Faltava ainda nosso protagonista. Depois de muitas negociações, David Harbour foi definido, o que era perfeito considerando o sucesso recente de “Stranger Things” e o fato de ele nunca ter feito propaganda antes. Os diretores escolhidos foram o coletivo Traktor, da Rattling Stick, os mesmos que fizeram no ano anterior “Bradshaw Stain”, e a direção de fotografia ficou com Hoyte van Hoytema, o mesmo de “Interstelar”, “Ela” e “Dunkirk”. Tudo foi filmado em cerca de uma semana em Los Angeles, em diversas localizações. Algumas cenas captadas em chroma key e recriadas pela The Mill, em pós.
Começava então o quebra-cabeça da edição. Os filmes tinham de ficar simples e claros, sem perder a graça, porque a mensagem precisava ser rapidamente entendida pelo grande público, levando em conta que no Super Bowl, apesar de milhões de pessoas estarem assistindo ao jogo simplesmente pelos comerciais, a maioria está bebendo, curtindo, e não necessariamente 100% atenta ao break.
Filmes finalizados, cópias entregues um dia antes do jogo, todos felizes e confiantes com a campanha, mas a verdade é que ninguém sabia se de fato ela iria funcionar.
Até que o jogo começou. A tensão e a ansiedade no war room com toda a equipe era tão grande que parecia que era a gente entrando em campo.
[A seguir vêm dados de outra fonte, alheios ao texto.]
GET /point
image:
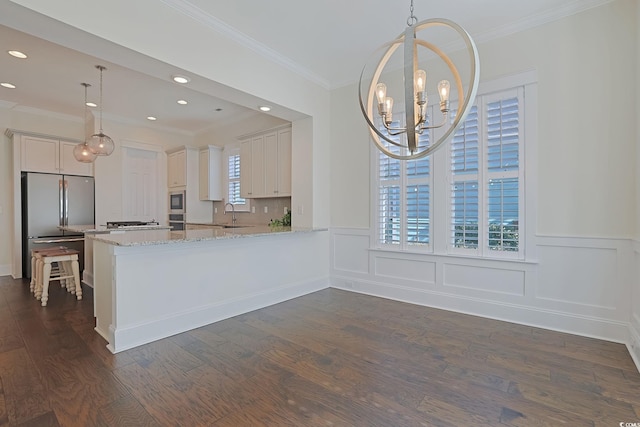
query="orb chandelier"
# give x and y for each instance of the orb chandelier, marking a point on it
(101, 144)
(415, 93)
(81, 152)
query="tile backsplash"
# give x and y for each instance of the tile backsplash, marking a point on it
(275, 210)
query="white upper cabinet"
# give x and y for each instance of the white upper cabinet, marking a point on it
(38, 154)
(266, 164)
(210, 173)
(177, 168)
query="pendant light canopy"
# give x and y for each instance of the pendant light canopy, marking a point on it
(101, 144)
(81, 152)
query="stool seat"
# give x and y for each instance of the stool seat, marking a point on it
(34, 257)
(68, 272)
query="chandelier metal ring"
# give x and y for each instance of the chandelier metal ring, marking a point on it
(461, 113)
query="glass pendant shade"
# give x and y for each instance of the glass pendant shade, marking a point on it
(83, 154)
(101, 144)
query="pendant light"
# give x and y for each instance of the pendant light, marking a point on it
(81, 152)
(101, 144)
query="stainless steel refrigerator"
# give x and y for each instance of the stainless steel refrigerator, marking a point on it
(50, 201)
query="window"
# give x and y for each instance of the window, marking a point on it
(471, 200)
(233, 181)
(403, 197)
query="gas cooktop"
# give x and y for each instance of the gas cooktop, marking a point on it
(124, 224)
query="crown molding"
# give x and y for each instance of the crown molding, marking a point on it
(539, 19)
(7, 105)
(143, 123)
(228, 31)
(46, 113)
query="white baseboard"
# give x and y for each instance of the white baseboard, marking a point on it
(593, 327)
(634, 341)
(5, 269)
(135, 335)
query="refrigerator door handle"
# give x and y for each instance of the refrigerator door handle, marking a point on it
(66, 202)
(79, 239)
(61, 203)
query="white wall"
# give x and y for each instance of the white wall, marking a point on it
(581, 279)
(634, 330)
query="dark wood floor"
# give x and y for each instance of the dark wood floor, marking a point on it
(332, 358)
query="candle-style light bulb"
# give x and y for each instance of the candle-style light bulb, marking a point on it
(419, 86)
(381, 94)
(444, 89)
(388, 103)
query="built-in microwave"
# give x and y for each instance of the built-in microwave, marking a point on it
(177, 222)
(177, 202)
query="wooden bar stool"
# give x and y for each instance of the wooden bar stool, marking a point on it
(35, 255)
(69, 270)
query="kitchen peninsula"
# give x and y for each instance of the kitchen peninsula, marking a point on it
(156, 283)
(89, 229)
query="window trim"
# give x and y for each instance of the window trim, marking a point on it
(439, 239)
(228, 151)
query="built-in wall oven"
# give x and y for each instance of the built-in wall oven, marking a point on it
(177, 209)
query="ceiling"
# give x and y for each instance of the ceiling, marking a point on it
(309, 37)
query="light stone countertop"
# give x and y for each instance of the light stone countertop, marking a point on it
(161, 237)
(93, 228)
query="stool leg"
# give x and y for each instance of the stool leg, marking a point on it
(76, 278)
(46, 273)
(68, 271)
(32, 283)
(38, 285)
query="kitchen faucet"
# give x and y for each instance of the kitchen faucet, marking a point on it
(233, 212)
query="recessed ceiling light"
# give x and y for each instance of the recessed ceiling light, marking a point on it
(17, 54)
(180, 79)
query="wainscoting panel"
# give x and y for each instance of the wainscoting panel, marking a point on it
(576, 285)
(488, 279)
(412, 270)
(578, 275)
(350, 252)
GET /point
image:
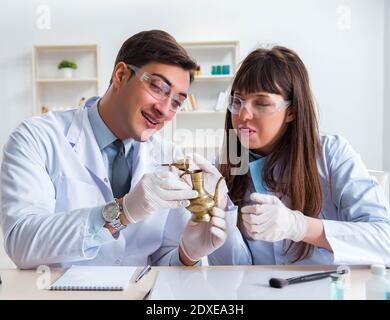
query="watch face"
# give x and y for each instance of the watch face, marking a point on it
(111, 212)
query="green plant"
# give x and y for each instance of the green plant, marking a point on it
(67, 64)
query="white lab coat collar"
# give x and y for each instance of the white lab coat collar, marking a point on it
(80, 131)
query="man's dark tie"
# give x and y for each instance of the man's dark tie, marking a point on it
(121, 175)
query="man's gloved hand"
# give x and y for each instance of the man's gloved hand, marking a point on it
(156, 190)
(270, 220)
(211, 176)
(199, 239)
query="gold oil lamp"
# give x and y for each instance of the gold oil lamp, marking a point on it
(201, 206)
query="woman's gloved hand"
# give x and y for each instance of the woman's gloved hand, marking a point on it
(270, 220)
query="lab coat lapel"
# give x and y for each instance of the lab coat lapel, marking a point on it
(143, 161)
(82, 138)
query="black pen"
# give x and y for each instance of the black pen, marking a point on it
(280, 283)
(143, 272)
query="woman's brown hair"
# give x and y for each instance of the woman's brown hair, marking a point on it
(291, 168)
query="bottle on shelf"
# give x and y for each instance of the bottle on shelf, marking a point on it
(377, 285)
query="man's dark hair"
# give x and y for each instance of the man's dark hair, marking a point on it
(155, 46)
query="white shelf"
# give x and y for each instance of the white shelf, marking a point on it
(51, 91)
(202, 130)
(218, 77)
(210, 44)
(201, 113)
(65, 80)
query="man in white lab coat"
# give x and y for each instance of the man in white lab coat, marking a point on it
(86, 186)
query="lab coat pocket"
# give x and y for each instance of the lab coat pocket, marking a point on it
(74, 194)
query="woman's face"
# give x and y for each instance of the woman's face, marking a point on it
(259, 119)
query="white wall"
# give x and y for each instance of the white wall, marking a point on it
(345, 64)
(386, 105)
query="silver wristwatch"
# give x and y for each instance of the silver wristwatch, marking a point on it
(111, 213)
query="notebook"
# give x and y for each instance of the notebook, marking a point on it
(92, 278)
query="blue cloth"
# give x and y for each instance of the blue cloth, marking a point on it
(96, 233)
(355, 213)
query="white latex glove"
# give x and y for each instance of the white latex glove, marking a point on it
(156, 190)
(199, 239)
(270, 220)
(211, 176)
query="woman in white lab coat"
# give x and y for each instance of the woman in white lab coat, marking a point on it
(306, 198)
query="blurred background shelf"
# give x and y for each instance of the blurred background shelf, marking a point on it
(51, 90)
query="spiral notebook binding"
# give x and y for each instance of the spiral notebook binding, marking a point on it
(80, 288)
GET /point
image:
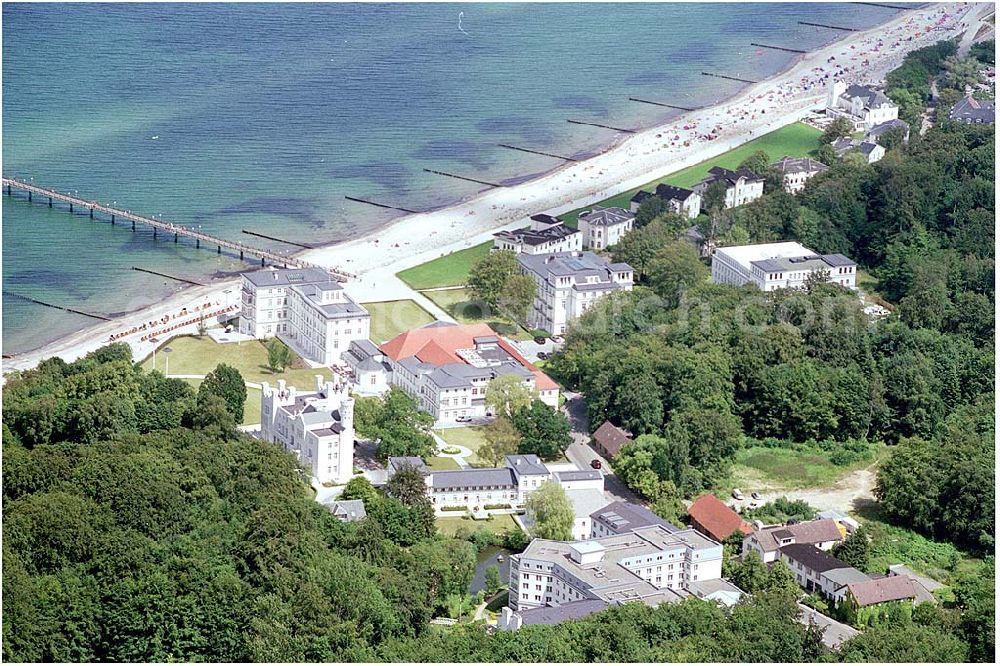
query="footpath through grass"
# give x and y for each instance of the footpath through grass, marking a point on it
(448, 271)
(390, 318)
(795, 140)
Logo que terminou nosso primeiro comercial, para o alívio de todos, ele já começou a bombar nas redes sociais, com todo mundo comentando e se perguntando se todo comercial que passava era de Tide. Esse momento deixou a equipe eufórica porque não apenas as pessoas tinham captado claramente a mensagem, mas porque agora vinha a parte mais inesperada. Quando entrou o segundo comercial, com Isaiah Mustafa, de “Old Spice”, e David no cavalo, a coisa explodiu. #tidead foi rapidinho pra segunda colocação no trending topic do Twitter, ficando atrás só de #superbowl. No terceiro break, soltamos mais dois: a paródia de Mr. Clean e Budweiser. Depois, no quarto break, o filme final, imitando comercial de remédio. A essa altura a “it’s a tide ad” já tinha virado centenas de memes e viralizou de forma que ninguém jamais tinha imaginado.
Na manhã seguinte, mais uma surpresa: a campanha havia conquistado o Super Clio, o prêmio de melhor comercial do Super Bowl, um sinal claro de que ela tinha agradado não só as pessoas, mas o mercado. Então, viria o D&AD. Apesar de sabermos que a campanha tinha potencial, esse festival é sempre uma incógnita porque o critério é muito alto. A exigência com a relevância da ideia, originalidade, e especialmente o cuidado com o craft em absolutamente tudo é implacável. Quando soubemos que a campanha tinha conquistado dois Lápis amarelos e dois grafites já era uma notícia incrível. Quando veio o Black Pencil, foi algo inexplicável, afinal, talvez seja o prêmio de propaganda mais difícil do mundo, que muitas campanhas altamente brilhantes não ganharam. Para nós, um dos maiores aprendizados que ficaram foi que quando o time da agência se une de verdade ao time do cliente num mesmo objetivo de fazer algo incrível, o trabalho duplica o potencial, abrindo caminho para uma campanha digna de um Black Pencil.